Opinions are also divided on cultivation methods. Purists insist that artisanal producers must necessarily embrace ‘green’ agricultural methods and only produce wines from organically grown grapes and on biodynamically cultivated farmland. Others vehemently disagree, and point out that many wines produced in this way are often flawed, when not undrinkable.
Discussions will also be focussed on possible future trends and the impact of the organic, terroir-driven movement on the wine industry, which can be seen as a defensive reaction by producers to industrialisation and the dictates of the market. As Costantino Charrère remarks, “the crafted wine risks nowadays, being overwhelmed by the logic of the market and competition.” But terroir-driven wines can also be seen as a force for renewal and reorientation, which on the contrary is now driving the market itself. Monty Waldin, Regional Co-Chairman for Italy of the Decanter World Wine Awards and author of over ten books and videos about biodynamic agriculture, for example, will be talking about why over the last 20 years or so organic and biodynamic growers have been at the forefront of making Planet Wine cleaner and greener.
Finally Ian D’Agata, Scientific Director of Vinitaly International Academy as well as lead wine writer for Decanter in charge of Central and Southern Italy for Vinous, will analyse the biology and biochemistry of natural wines and will lead the tasting session of 8 artisanal wines from Italy and France, such as the Brunello di Montalcino Biondi Santi and the Vouvray Sec Le Mont 2009 of Domaine Huet. This will hopefully truly contribute to sorting out the good from the bad and from the ugly.

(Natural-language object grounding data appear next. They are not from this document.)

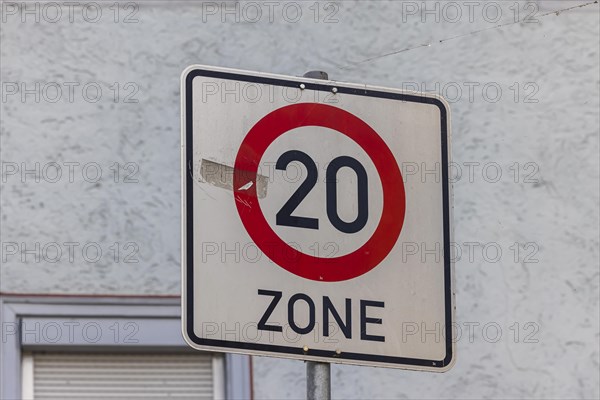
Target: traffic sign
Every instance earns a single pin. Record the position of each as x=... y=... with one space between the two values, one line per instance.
x=316 y=220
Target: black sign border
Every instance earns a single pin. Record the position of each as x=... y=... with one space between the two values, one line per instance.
x=189 y=233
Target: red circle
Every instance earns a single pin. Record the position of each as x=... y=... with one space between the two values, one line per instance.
x=345 y=267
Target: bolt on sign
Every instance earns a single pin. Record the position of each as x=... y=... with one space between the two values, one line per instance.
x=304 y=235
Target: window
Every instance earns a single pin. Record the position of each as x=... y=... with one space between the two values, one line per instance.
x=76 y=347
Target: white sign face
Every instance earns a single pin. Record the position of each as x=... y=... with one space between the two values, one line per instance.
x=316 y=220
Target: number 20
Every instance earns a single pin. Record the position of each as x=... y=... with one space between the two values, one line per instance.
x=285 y=218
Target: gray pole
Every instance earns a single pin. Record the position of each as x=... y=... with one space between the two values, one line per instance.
x=318 y=374
x=318 y=381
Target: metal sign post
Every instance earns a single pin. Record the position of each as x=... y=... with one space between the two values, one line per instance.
x=318 y=374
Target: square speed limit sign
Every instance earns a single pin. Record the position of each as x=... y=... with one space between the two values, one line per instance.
x=316 y=220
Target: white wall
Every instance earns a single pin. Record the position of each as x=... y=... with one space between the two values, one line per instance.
x=557 y=57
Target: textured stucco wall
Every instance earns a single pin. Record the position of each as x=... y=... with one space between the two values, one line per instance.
x=557 y=213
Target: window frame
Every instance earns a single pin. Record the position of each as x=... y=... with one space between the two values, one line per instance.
x=156 y=319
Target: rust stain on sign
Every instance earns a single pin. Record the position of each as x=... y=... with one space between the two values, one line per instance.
x=221 y=175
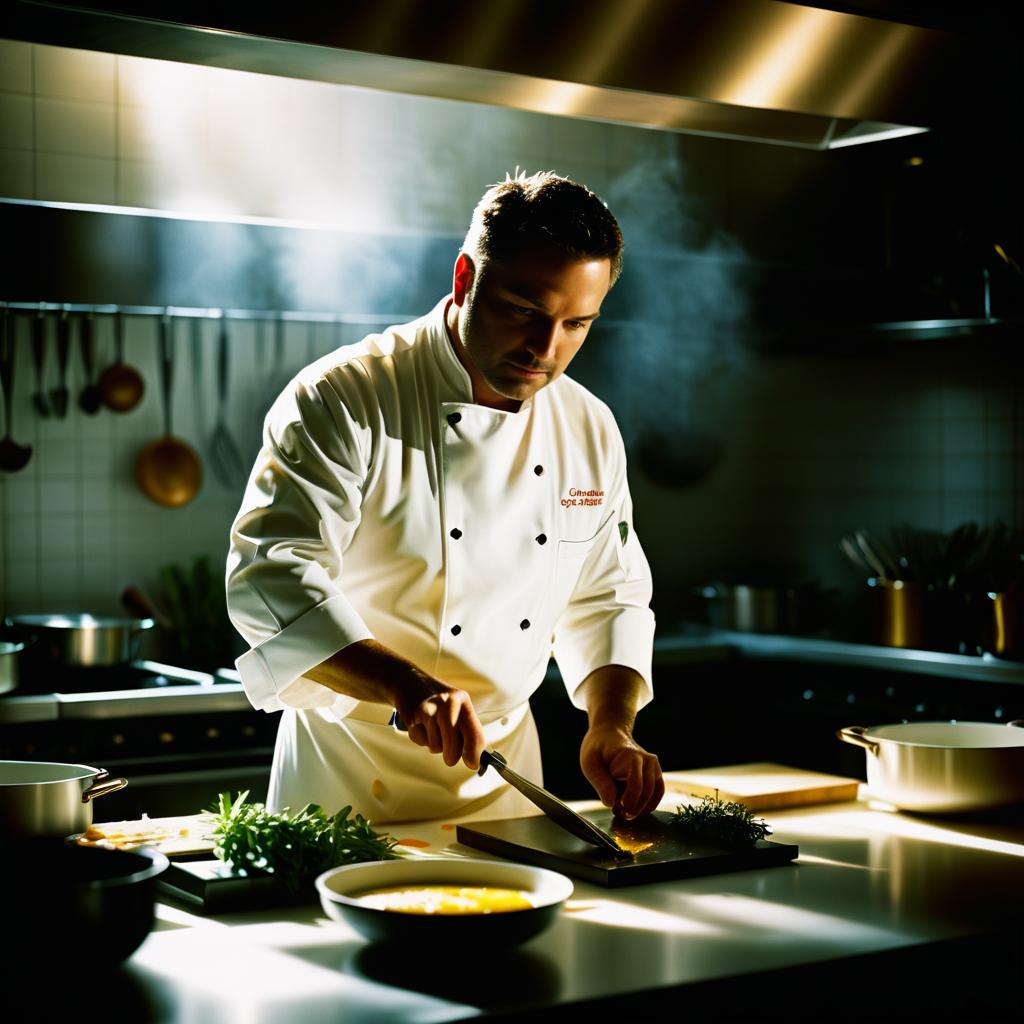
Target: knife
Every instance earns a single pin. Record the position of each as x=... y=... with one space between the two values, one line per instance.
x=554 y=808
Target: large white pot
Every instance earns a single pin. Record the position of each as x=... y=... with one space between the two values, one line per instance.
x=942 y=767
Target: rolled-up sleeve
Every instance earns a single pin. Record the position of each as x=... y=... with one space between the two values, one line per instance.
x=300 y=510
x=608 y=620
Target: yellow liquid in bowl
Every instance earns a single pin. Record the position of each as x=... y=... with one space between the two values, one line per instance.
x=445 y=899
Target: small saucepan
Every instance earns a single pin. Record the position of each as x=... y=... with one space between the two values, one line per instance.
x=83 y=640
x=46 y=798
x=943 y=767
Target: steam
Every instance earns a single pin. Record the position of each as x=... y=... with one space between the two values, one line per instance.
x=669 y=357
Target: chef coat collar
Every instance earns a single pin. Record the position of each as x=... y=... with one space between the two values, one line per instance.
x=452 y=370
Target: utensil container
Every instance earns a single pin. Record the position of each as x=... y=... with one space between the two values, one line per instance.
x=897 y=613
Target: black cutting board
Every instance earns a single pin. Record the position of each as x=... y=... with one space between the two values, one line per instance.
x=539 y=841
x=211 y=887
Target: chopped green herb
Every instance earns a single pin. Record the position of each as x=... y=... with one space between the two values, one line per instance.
x=252 y=840
x=716 y=820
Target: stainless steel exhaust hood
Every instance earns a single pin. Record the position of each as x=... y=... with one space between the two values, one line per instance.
x=759 y=70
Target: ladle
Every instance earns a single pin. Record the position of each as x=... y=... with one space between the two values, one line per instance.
x=168 y=470
x=223 y=452
x=59 y=394
x=121 y=385
x=90 y=398
x=39 y=399
x=12 y=456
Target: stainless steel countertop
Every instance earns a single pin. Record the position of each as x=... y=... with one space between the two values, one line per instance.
x=868 y=881
x=224 y=692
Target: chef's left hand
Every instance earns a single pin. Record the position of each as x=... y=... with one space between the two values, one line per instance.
x=624 y=774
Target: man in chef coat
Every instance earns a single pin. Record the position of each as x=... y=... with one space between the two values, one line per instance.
x=434 y=512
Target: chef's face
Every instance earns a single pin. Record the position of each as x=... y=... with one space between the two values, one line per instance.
x=517 y=323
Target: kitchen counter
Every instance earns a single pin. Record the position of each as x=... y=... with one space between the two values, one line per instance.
x=223 y=691
x=881 y=907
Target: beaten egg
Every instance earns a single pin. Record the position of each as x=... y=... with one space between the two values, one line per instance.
x=445 y=899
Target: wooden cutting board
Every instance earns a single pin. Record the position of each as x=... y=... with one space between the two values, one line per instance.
x=761 y=785
x=185 y=837
x=660 y=853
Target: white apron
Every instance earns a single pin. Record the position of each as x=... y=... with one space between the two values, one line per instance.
x=474 y=542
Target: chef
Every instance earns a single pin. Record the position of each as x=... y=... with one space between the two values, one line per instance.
x=435 y=511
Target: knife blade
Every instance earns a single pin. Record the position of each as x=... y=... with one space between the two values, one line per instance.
x=554 y=808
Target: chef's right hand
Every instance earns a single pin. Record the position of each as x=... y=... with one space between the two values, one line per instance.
x=443 y=720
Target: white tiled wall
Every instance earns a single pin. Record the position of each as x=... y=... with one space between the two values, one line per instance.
x=86 y=127
x=813 y=446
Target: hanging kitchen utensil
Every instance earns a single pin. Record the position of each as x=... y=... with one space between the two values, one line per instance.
x=224 y=455
x=121 y=385
x=39 y=399
x=58 y=395
x=168 y=470
x=12 y=456
x=90 y=397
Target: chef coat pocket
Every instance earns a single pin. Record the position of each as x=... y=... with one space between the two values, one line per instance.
x=571 y=555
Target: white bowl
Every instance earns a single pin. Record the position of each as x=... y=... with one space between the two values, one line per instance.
x=340 y=887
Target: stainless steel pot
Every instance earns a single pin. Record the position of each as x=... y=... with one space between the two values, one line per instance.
x=942 y=767
x=84 y=639
x=9 y=652
x=754 y=608
x=45 y=798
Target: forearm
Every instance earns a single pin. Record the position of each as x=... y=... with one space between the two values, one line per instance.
x=369 y=671
x=438 y=717
x=612 y=694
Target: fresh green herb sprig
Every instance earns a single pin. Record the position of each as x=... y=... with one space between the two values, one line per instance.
x=716 y=820
x=297 y=847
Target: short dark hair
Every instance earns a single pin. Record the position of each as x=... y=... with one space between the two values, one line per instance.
x=542 y=207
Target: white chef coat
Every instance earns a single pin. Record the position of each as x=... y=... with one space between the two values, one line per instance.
x=385 y=504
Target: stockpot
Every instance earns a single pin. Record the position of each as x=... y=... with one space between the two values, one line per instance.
x=942 y=767
x=45 y=798
x=9 y=653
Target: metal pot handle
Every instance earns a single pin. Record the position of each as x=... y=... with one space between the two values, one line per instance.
x=101 y=788
x=855 y=734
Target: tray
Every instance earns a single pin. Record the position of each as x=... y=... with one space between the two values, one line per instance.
x=660 y=854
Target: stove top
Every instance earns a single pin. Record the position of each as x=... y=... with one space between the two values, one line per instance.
x=134 y=676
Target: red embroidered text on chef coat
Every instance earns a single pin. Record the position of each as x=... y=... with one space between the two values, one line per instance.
x=583 y=498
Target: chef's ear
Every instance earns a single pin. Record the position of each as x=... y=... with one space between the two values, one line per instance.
x=463 y=279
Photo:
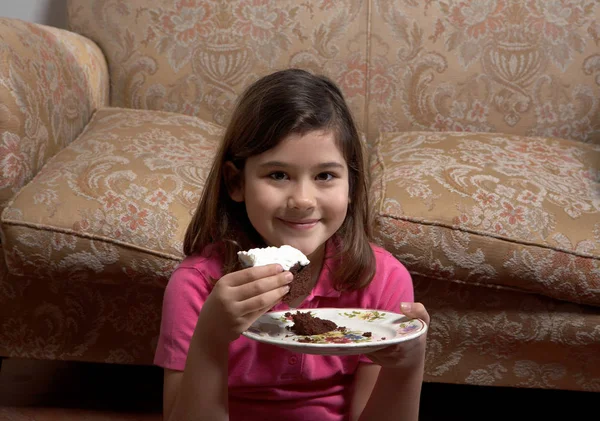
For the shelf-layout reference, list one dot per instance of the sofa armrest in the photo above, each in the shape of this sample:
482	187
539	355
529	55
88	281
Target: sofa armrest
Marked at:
51	82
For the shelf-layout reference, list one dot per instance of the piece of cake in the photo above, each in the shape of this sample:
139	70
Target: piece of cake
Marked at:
290	259
306	324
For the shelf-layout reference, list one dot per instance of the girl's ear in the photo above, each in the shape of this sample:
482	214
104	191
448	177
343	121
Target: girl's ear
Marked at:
234	180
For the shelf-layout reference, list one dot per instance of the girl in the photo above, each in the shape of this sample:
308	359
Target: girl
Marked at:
290	170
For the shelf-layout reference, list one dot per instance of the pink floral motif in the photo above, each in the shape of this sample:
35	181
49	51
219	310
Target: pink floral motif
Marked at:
160	198
513	214
189	21
353	80
553	19
259	20
478	17
110	201
135	217
545	113
381	87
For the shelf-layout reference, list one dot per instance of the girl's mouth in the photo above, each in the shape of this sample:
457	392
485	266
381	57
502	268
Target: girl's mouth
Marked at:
300	225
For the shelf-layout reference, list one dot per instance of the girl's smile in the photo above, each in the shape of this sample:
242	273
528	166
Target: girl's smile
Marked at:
297	193
300	225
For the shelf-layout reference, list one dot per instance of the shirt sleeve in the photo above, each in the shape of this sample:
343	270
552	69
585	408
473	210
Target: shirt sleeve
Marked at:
186	292
393	285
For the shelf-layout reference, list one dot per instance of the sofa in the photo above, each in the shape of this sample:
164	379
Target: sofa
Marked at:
482	123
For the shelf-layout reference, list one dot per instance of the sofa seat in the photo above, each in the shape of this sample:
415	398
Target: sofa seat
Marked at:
113	206
491	210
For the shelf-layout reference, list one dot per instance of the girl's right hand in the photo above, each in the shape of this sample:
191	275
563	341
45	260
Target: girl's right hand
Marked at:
239	298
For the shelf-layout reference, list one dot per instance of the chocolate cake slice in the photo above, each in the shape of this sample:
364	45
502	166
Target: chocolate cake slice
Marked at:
306	324
290	259
301	285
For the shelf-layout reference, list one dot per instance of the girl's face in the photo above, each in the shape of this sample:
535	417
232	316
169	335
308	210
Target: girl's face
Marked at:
297	193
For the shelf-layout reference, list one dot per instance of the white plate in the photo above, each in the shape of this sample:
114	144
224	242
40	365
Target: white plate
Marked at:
386	329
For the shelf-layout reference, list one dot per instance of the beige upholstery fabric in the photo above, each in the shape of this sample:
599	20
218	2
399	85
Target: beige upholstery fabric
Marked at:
515	67
115	202
500	231
51	81
195	57
492	209
496	337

Veronafiere is the leading organizer of trade shows in Italy including Vinitaly (http://www.vinitaly.com), the largest wine event in the world. The 47th edition of Vinitaly counted some 148,000 visitors (+6%), of which 53.000 were international attendees (+10%) visiting from 120 countries. On 95.000 square meters, 4.200 exhibitors welcomed trade professionals, media and producers alike. The next installment of the fair will take place on 6th- 9th April 2014. The premier event to Vinitaly, OperaWine (http://www.vinitalyinternational.com) “Finest Italian Wines: 100 Great Producers”, will unite international wine professionals on April 5th 2014 in the heart of Verona. Veronafiere also created Vinitaly International in 1998 to develop a global platform for the promotion of companies in the Italian wine and food sectors.